A church may seize evidence, silence witnesses, protect civilians, or recruit investigators. A cult may destroy records, misdirect blame, or accelerate a ritual. A noble family may bribe police. A secret society may offer information for a favor.
Faction interference should complicate the truth without making investigation impossible.
A case should worsen if ignored.
A ritual approaches completion. A disease spreads. A spirit grows stronger. A suspect flees. A faction recovers an artifact. A victim loses memories. A Rampager becomes less human. A public scandal erupts.
The danger clock gives urgency but should allow investigation, preparation, and choice.
A case may be resolved by arrest, exposure, purification, sealing, negotiation, rescue, escape, artifact containment, ritual interruption, faction deal, public cover story, or destruction of a monster.

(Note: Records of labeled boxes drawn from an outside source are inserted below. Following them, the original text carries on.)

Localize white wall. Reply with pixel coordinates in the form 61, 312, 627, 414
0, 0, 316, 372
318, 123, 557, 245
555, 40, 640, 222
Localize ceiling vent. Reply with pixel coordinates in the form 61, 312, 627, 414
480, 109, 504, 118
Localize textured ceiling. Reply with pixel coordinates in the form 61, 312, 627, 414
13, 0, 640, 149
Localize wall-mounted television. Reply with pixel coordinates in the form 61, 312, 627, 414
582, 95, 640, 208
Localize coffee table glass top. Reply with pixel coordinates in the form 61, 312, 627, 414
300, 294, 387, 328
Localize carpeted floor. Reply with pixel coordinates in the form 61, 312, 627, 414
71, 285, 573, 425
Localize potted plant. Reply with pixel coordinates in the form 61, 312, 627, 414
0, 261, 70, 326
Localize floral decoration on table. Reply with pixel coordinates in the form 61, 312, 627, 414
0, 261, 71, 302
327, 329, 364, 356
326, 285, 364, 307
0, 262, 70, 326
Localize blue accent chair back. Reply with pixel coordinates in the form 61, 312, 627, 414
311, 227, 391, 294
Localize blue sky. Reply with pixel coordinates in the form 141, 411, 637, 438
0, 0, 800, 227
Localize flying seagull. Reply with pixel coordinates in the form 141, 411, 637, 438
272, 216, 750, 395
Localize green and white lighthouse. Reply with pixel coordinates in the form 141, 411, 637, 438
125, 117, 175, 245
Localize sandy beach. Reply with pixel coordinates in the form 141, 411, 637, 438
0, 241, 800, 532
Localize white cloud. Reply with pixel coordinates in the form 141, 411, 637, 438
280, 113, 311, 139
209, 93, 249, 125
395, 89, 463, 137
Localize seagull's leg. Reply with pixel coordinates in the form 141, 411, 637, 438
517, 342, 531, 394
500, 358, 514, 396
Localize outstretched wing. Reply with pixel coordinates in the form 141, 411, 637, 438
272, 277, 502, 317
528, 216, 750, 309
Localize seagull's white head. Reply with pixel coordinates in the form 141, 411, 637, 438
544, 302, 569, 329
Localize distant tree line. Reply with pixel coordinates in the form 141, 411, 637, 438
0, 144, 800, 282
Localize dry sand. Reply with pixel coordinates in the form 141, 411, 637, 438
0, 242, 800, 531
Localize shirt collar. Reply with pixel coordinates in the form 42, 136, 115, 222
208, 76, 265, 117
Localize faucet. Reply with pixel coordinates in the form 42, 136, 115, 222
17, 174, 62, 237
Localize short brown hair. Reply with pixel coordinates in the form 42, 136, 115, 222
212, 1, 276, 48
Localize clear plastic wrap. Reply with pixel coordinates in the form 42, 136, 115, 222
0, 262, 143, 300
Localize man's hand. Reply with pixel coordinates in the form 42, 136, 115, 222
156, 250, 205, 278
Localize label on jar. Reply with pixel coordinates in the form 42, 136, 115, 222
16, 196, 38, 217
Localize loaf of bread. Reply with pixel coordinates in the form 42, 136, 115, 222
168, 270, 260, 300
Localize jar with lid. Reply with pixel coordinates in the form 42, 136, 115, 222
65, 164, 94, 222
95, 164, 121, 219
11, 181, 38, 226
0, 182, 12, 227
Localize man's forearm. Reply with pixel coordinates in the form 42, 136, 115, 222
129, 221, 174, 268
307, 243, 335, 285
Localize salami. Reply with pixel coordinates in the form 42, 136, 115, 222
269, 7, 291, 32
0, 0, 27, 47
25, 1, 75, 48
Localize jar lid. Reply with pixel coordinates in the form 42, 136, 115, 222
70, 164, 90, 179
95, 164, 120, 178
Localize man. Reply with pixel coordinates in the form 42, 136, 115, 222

The correct resolution depends on the cause. Killing a possessed host may fail if the spirit’s anchor remains. Arresting a cultist may fail if the ritual object remains active. Destroying an artifact may be impossible, requiring containment instead.
Every case must leave aftermath.
Possible aftermath includes church attention, police files, rumors, debt, faction retaliation, recovered characteristics, damaged reputation, trauma, hidden corruption, promotion, demotion, or a new mystery.
The aftermath should reflect choices made during investigation. Saving evidence may expose the supernatural. Hiding evidence may protect civilians but empower institutions.
Define the public incident, real supernatural cause, mundane false explanation, victim’s secret, culprit or active force, three physical clues, three social clues, one occult clue, one faction hiding truth, one faction seeking truth, what worsens over time, two resolutions, and two consequences.
The Storyteller must know the real cause before presenting clues.
Every case must have mundane pressure, occult contradiction, evidence, false explanation, interested parties, danger clock, and aftermath.
Divination, spirit testimony, and records must help but not solve everything alone.
Witnesses must have limited knowledge and personal motives.
Red herrings must reveal lesser truths.
Faction interference must create pressure without removing player agency.
Every resolution must address the actual supernatural mechanism.
Failure must change the case rather than end the story.
Investigations in Lord of Mysteries begin with ordinary incidents and unfold through evidence, contradiction, social pressure, supernatural signs, faction interference, and escalating danger. A good case has a real cause, fair clues, plausible false explanations, and consequences after resolution. The Storyteller should make truth discoverable, dangerous, and never completely free.